I am having a really hard time in my life and I realized something today- very often coming here anymore stresses me out. It isn't good and this is making me very unhappy. I am not comfortable here anymore. Losing Abby was and still is very, very hard for me. It was so hard that, as much as I hate to admit it, Kates illness and passing didn't hurt like I think it should have...
I have so much going on in my life that I don't discuss here. I have tried to make this my get away from it place and it did help for awhile... Now things just aren't the same for me.
I had decided I would get another lionhead and I may again someday but as of now I just don't know. Tony may be the last rabbit for me.
I am, at this point, still feeling pretty guilty about rehoming Happy and I miss Abby more than ever. I often feel judged about rehoming him and Gibbs but if most were in my shoes I think they would probably have done the same. If not thats fine also, to each his own.
I have loved my buns and given my heart to those whom I called my own. Often times I wish I hadn't given Abby so much of it. Losing anyone you love hurts so bad but especially when you lose first- your beloved dog whom has been a part of your life for over 6 years, then a baby bun whose death was caused unintentionally by yourself, and then you lose your heart bun and the only bun whom got to meet and play with your little dog..
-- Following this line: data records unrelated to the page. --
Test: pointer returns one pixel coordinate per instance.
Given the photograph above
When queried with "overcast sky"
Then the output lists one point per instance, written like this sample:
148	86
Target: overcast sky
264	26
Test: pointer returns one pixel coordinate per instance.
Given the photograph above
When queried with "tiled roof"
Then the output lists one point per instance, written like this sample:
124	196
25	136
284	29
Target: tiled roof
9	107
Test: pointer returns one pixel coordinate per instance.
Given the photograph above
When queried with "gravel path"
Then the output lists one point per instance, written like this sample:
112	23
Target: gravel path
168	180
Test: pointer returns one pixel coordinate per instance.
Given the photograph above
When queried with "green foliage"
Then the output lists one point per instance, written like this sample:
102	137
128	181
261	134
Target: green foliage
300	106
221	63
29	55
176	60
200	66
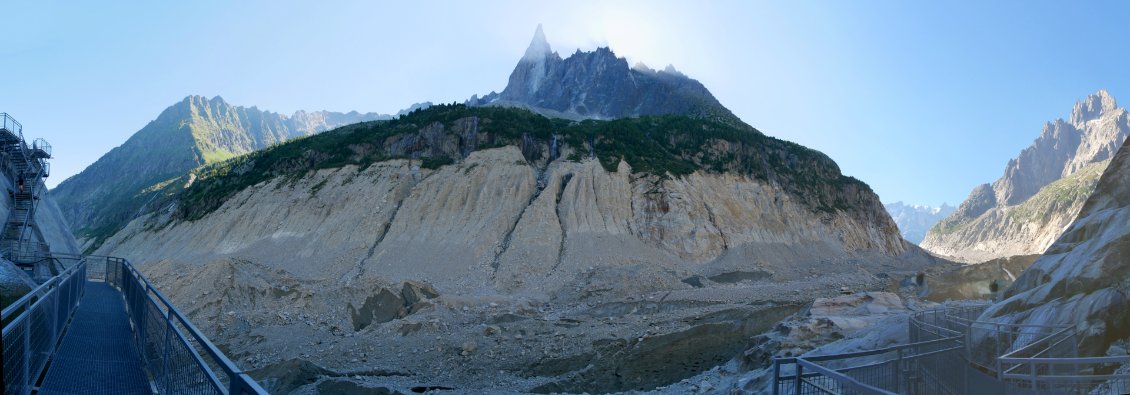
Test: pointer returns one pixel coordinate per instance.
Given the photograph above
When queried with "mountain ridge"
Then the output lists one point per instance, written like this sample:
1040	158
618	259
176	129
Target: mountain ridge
598	85
192	132
1040	192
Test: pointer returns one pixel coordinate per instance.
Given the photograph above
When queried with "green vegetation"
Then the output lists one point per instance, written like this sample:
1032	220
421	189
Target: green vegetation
662	146
1060	194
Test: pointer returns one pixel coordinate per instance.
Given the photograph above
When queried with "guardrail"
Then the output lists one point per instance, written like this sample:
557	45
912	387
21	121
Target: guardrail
10	124
179	357
891	370
34	324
I have to admit that I am a little angry. I rehomed 2 buns since being here (2 that were my own) and 2 that I took in for the purpose of rehoming- the mini rex and a lop when I first began posting. Both are doing excellent by the way- they keep in touch with me. What I am angry about is this- I judged myself quite harshly for rehoming both Gibbs and Happy, Believe me when I say that no one else had to do that for me. I guess I am angry because I couldn't stand myself for rehoming them and others do it, well, just because.
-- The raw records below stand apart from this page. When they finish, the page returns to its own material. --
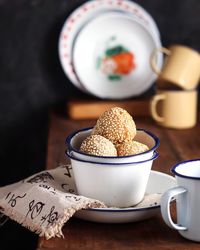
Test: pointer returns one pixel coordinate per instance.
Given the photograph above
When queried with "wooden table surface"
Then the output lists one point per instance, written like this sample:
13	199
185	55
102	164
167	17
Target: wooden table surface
175	146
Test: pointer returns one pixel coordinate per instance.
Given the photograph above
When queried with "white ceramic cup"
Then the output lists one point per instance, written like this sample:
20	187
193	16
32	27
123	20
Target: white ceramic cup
115	184
187	200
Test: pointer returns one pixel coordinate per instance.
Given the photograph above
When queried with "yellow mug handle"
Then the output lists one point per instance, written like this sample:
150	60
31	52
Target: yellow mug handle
153	59
154	102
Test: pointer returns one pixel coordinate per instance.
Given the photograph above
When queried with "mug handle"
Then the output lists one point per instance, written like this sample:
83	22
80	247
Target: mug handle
153	59
154	102
165	206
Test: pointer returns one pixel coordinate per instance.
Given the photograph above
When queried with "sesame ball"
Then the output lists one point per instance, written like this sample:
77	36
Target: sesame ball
131	148
98	145
115	124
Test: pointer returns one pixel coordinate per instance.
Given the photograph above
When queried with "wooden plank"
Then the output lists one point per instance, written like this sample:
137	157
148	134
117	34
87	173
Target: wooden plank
85	109
152	234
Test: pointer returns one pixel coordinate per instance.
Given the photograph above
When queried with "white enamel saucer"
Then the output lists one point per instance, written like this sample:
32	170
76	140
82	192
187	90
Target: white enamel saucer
111	56
158	183
89	10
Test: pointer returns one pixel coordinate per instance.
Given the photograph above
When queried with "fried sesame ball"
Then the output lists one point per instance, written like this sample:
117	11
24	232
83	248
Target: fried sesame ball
131	148
98	145
115	124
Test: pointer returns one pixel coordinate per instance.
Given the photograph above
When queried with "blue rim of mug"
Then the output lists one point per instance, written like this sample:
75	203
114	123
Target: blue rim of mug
173	169
69	154
70	148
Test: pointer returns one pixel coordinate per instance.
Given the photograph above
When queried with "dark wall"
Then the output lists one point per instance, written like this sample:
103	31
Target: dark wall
32	81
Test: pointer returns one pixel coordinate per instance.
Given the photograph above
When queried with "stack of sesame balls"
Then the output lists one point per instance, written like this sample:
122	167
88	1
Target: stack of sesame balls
113	135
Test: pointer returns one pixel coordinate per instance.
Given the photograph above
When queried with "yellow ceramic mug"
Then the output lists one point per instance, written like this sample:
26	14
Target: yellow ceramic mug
181	67
175	109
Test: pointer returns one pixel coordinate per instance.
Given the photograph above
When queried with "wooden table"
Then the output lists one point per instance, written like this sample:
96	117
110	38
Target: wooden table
176	145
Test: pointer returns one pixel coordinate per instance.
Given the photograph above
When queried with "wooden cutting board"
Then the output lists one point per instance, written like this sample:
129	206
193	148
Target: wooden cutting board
92	109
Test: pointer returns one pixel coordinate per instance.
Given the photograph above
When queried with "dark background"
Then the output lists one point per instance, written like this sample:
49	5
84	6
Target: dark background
32	81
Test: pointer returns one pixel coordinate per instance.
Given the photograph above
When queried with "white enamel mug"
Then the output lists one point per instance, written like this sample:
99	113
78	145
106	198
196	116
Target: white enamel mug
187	200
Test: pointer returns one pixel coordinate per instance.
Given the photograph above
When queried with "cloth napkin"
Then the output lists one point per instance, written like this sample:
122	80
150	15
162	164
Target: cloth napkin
44	202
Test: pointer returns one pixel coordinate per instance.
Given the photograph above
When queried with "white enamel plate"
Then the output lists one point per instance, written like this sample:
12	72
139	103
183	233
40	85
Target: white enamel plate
111	56
87	11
I am the type of person whom has always been very honest and straight forward. I believe being too easy on someone when they continuously do things that are hurtful to another is extremely detrimental to the person (or in this case- animal) whom is being wronged and the one commiting the act.
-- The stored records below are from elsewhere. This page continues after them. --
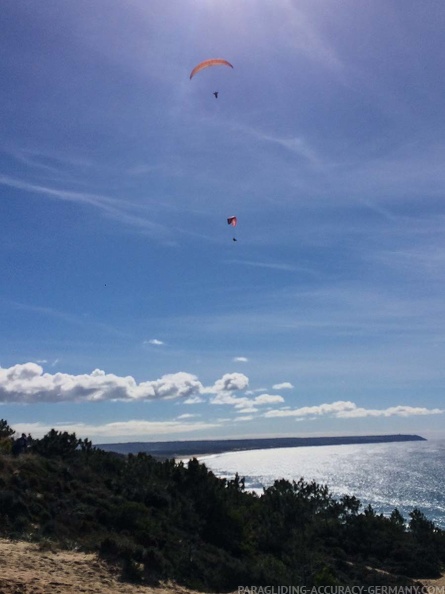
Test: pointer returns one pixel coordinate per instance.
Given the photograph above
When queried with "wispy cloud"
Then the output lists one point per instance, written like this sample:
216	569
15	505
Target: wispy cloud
154	342
131	429
124	211
348	410
283	386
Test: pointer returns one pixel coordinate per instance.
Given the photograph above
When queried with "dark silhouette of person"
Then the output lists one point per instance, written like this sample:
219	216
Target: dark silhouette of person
20	445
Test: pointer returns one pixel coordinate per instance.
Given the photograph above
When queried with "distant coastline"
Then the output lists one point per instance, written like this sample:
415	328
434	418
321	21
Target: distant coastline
181	449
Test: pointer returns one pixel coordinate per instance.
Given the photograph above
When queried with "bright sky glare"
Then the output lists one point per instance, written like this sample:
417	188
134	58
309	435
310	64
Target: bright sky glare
127	311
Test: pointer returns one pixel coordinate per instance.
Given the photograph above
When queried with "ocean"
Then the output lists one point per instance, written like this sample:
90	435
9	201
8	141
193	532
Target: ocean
386	475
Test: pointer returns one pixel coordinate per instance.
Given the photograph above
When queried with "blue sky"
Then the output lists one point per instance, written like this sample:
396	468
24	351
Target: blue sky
127	312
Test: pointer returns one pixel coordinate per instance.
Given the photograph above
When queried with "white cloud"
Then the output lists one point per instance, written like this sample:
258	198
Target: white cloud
230	382
283	386
136	429
28	383
268	399
346	409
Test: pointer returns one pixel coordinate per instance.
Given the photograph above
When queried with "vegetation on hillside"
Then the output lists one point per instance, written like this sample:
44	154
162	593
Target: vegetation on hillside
165	520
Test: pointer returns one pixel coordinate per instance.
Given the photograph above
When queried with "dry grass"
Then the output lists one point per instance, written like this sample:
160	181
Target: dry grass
27	569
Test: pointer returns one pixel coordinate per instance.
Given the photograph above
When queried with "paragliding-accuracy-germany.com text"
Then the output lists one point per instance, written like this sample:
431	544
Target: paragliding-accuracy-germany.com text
341	589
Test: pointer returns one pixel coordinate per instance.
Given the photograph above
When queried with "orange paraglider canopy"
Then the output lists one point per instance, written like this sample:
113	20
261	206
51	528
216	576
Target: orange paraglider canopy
207	63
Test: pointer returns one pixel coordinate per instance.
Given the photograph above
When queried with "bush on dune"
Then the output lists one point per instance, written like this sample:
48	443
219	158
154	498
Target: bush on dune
163	520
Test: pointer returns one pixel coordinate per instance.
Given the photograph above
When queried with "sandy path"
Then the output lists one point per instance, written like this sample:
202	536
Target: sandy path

I have volunteered at shelters and given donations of money, time, and items many times. I hate what I have seen but at the same time I am thankful for the experience for it has opened my eyes to the bigger picture and to be willing to be the voice for those whom don't have a voice. I hope one day that I am able to do more than I can atm but the thing I can do is say- "Hey, that isn't right." Silencing this part of me is killing me and I know I can't say these things so I bite my tongue. I can't continue to so I think my chapter here has come to an end. I will definetly say goodbye to many before I log out for the last time, if I am allowed. I am not quite sure what grounds for being 'ejected' from the game are quite. Lol.